First, the towbar has to be properly attached to the airplane. Each manufacturer has its own recommendations for how the towbar is attached and how the airplane should be towed. Learn them. Second is to ensure the towbar is properly removed and stowed—either in the airplane or on the tow vehicle—before you even think about starting the engine. Third is to not exceed any turning limitations many manufacturers impose for good reason. Such limitations usually are marked on the nosewheel strut with indices beyond which the nosewheel should not be turned. Of course, these marking need to be visible and in good condition if they’re to be used.
Anytime we’re towing or pushing an airplane, we need to ensure it’s clear of any obstructions. Often, the only way to be sure is for someone with aircraft handling familiarity to be watching the space between the airplane and where we want it. Yes, that means towing or pushing is a two-person job, but a successful outcome is more likely. The only time when a second person may not be necessary is when pushing the airplane back into its own hangar, where we “know” it’ll fit. Striping on the hangar floor and the ramp in front of it can be invaluable here. Presuming the striping is correct for your airplane, keep the nosewheel on the centerline and position the mains between the other two stripes and you should be good. Watch the back wall, though.
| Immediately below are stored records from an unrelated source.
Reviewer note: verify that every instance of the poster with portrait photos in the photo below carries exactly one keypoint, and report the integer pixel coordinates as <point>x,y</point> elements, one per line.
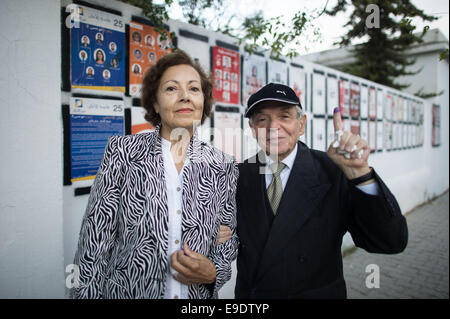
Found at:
<point>330,132</point>
<point>146,47</point>
<point>277,72</point>
<point>97,51</point>
<point>319,134</point>
<point>297,77</point>
<point>364,101</point>
<point>226,75</point>
<point>436,125</point>
<point>400,105</point>
<point>138,122</point>
<point>364,130</point>
<point>388,135</point>
<point>92,122</point>
<point>332,94</point>
<point>318,93</point>
<point>228,132</point>
<point>197,46</point>
<point>250,145</point>
<point>344,97</point>
<point>372,135</point>
<point>387,114</point>
<point>380,135</point>
<point>372,103</point>
<point>355,99</point>
<point>253,75</point>
<point>355,127</point>
<point>380,104</point>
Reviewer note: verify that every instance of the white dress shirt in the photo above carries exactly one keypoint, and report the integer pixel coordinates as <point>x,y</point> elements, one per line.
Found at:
<point>174,183</point>
<point>371,189</point>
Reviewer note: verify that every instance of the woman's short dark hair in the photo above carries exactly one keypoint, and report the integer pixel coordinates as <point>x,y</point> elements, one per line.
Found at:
<point>153,76</point>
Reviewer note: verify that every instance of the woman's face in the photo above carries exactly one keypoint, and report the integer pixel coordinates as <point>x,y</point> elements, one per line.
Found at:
<point>179,100</point>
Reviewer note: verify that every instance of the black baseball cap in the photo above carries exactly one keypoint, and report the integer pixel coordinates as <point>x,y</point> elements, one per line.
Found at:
<point>272,92</point>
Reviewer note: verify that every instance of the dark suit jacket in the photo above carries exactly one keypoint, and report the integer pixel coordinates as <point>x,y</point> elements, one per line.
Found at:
<point>298,254</point>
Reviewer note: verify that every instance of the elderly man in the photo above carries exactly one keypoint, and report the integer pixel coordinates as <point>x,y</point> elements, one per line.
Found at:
<point>295,204</point>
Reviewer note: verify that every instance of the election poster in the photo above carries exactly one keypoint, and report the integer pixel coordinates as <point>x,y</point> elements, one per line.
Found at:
<point>147,46</point>
<point>138,122</point>
<point>388,106</point>
<point>364,102</point>
<point>226,69</point>
<point>278,72</point>
<point>355,94</point>
<point>250,145</point>
<point>436,125</point>
<point>227,132</point>
<point>97,51</point>
<point>380,103</point>
<point>344,97</point>
<point>332,94</point>
<point>372,103</point>
<point>298,84</point>
<point>318,134</point>
<point>380,135</point>
<point>364,130</point>
<point>355,127</point>
<point>318,99</point>
<point>92,122</point>
<point>253,75</point>
<point>198,49</point>
<point>372,135</point>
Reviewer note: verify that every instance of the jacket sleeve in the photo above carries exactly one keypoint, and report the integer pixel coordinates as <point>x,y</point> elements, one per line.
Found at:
<point>376,223</point>
<point>222,255</point>
<point>98,227</point>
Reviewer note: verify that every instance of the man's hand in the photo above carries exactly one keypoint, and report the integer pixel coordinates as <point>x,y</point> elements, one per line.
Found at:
<point>225,234</point>
<point>349,151</point>
<point>192,267</point>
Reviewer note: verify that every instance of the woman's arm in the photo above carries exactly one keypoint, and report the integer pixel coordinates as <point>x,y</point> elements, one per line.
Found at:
<point>99,226</point>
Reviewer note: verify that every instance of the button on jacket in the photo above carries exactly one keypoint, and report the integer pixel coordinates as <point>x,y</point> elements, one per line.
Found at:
<point>123,245</point>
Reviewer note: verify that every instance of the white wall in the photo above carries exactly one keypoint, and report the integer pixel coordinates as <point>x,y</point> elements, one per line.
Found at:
<point>31,235</point>
<point>40,219</point>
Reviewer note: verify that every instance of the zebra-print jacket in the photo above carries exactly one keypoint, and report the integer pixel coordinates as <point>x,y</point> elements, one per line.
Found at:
<point>123,244</point>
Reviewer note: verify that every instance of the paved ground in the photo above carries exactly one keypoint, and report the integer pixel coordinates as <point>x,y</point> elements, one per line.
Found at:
<point>421,271</point>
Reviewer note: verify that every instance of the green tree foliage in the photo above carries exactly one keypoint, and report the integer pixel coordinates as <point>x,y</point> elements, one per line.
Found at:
<point>382,57</point>
<point>257,33</point>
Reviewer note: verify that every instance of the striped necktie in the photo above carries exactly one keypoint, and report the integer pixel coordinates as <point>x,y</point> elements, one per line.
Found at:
<point>275,189</point>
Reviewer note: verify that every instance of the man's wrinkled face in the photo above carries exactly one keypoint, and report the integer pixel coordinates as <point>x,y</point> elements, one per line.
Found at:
<point>277,128</point>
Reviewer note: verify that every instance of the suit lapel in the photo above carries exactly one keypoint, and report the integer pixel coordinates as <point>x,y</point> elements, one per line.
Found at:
<point>254,212</point>
<point>301,196</point>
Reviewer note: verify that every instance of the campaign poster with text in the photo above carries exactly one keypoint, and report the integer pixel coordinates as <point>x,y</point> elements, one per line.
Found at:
<point>253,75</point>
<point>226,68</point>
<point>98,51</point>
<point>277,72</point>
<point>355,100</point>
<point>92,122</point>
<point>146,47</point>
<point>298,84</point>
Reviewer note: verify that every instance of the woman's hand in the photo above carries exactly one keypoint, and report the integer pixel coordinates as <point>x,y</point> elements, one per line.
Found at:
<point>225,234</point>
<point>192,267</point>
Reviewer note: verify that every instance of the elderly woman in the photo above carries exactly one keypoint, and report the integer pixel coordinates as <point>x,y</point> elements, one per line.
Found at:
<point>159,198</point>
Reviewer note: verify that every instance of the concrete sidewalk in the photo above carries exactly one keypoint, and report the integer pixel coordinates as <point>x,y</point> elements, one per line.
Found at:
<point>421,271</point>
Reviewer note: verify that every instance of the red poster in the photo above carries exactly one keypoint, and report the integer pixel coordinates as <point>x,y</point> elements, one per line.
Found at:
<point>226,68</point>
<point>146,47</point>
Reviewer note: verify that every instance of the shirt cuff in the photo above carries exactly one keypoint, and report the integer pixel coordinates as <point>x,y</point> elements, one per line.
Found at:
<point>371,189</point>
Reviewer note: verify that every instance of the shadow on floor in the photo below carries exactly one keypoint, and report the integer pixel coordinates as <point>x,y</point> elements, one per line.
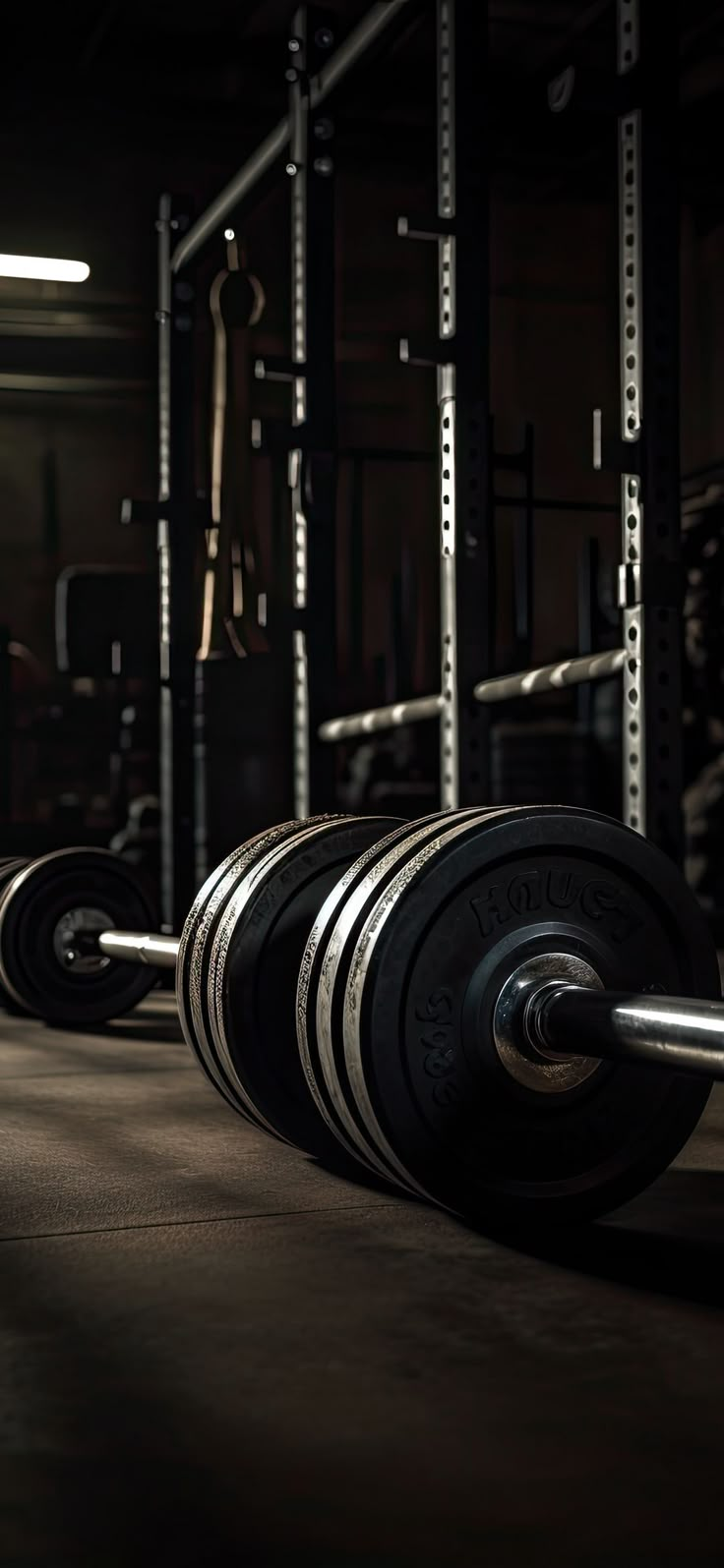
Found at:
<point>669,1243</point>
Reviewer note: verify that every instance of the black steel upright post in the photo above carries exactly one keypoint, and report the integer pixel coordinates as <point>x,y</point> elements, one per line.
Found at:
<point>5,726</point>
<point>463,397</point>
<point>176,540</point>
<point>313,463</point>
<point>650,577</point>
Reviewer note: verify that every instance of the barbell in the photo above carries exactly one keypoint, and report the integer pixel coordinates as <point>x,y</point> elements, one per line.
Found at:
<point>470,1006</point>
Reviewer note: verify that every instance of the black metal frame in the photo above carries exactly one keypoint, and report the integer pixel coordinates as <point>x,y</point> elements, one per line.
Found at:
<point>313,471</point>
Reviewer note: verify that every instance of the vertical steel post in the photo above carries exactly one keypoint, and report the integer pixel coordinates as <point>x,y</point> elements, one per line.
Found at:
<point>650,577</point>
<point>176,579</point>
<point>313,463</point>
<point>5,726</point>
<point>466,542</point>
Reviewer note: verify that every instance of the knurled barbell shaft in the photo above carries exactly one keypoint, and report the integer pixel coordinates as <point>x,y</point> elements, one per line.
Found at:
<point>140,948</point>
<point>677,1033</point>
<point>671,1032</point>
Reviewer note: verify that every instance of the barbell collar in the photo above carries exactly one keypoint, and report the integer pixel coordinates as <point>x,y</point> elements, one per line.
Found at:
<point>139,948</point>
<point>674,1033</point>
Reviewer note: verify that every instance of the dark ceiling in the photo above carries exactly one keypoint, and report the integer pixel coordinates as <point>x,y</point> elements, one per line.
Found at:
<point>159,74</point>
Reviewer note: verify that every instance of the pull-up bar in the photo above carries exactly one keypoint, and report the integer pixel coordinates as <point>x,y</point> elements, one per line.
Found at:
<point>266,154</point>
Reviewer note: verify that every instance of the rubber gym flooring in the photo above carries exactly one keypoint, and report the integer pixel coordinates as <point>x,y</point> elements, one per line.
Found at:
<point>213,1352</point>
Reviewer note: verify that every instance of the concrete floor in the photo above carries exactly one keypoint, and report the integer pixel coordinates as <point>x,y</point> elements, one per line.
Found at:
<point>215,1354</point>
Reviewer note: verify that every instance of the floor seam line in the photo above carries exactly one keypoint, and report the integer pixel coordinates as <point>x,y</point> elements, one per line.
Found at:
<point>223,1219</point>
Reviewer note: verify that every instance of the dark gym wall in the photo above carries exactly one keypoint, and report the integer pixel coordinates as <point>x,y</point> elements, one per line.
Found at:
<point>90,190</point>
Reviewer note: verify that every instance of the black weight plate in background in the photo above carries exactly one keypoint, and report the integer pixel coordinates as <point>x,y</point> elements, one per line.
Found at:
<point>257,1006</point>
<point>521,882</point>
<point>33,908</point>
<point>323,975</point>
<point>8,871</point>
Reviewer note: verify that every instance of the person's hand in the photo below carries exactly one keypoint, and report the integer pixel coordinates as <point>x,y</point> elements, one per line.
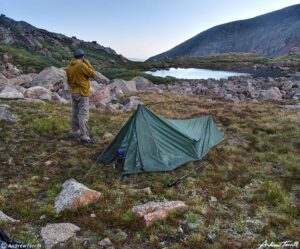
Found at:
<point>85,60</point>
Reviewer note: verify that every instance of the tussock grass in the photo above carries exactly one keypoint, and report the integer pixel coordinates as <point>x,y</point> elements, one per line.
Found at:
<point>254,173</point>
Ideally, mounting a chock on the hangar floor or painting a “do not cross” stripe will prevent any damage when pushing the plane back into its hangar.
On The Ground
Ensuring proper ground handling of the airplane will help prevent any recurring mechanical issues—like worn or defective brakes—while ensuring safe and courteous start, taxi and shutdown operations. One of the keys is to simply take things slowly, especially when taxiing downwind. Crowded ramps, narrow taxiways and unfamiliar airports can be accidents waiting to happen unless we’re constantly looking outside the airplane and paying attention to what we’re doing. It’s not fun, but it’s a necessary part of getting into and down from the air.